Walmart Community produced the video, so you are hardly getting an objective presentation. However, this story reminds me of an urban redevelopment project I learned about firsthand while studying at Eastern University in the '80s. Deliverance Evangelistic Center, a prominent African-American Church in North Philadelphia, an area devoid of a full-service supermarket, had acquired the land where Connie Mack Stadium once stood. They wanted to develop the land into a strip mall with a supermarket anchor. I heard the story from a woman who was instrumental in developing what became Hope Plaza, a tale complete with coalition building, political maneuvering, and many prayers. The short of it is that they finally got a Thriftway store as an anchor.
Outsiders thought Thriftway was nuts. Yet within two years, the store became the number one grossing Thriftway in the northeast. McDonald's opened on one corner. Burger King moved in across the street. There are now ninety-five businesses at that location.
Thriftway brought name brands, lower prices, and more jobs to the neighborhood (and also killed off some neighborhood shops.) The spillover effect of attracting even more businesses added more amenities at lower prices and more jobs. Walmart does this on steroids.
As I've noted before, Walmart impacts the economy and disproportionately helps the poor. Food, clothing, and the basic staples of life are a much larger percentage of the household budget for the poor. These are the goods that Walmart succeeds in keeping so low. Economist Jason Furman, one of Obama's economic advisors, wrote that Walmart and big box stores have had a profound impact on improving the standard of living for the poor:
The single most careful economic study, co-authored by the well-respected MIT economist Jerry Hausman, found that grocery sales by Wal-Mart and other big-box stores made consumers better off to the tune of 25 percent of food consumption.
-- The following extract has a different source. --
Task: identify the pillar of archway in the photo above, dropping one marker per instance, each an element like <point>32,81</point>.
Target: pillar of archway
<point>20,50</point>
That doesn't mean much for those of us in the top fifth of the income distribution—we spend only about 3.5 percent of our income on food at home and, at least in my case, most of that shopping is done at high-priced supermarkets like Whole Foods. But that's a huge savings for households in the bottom quintile, which, on average, spend 26 percent of their income on food. In fact, it is equivalent to a 6.5 percent boost in household income—unless the family lives in New York City or one of the other places that have successfully kept Wal-Mart and its ilk away.
I'm not ready to nominate Walmart for sainthood, but I think many would do well to re-examine their knee-jerk opposition to Walmart and big box stores.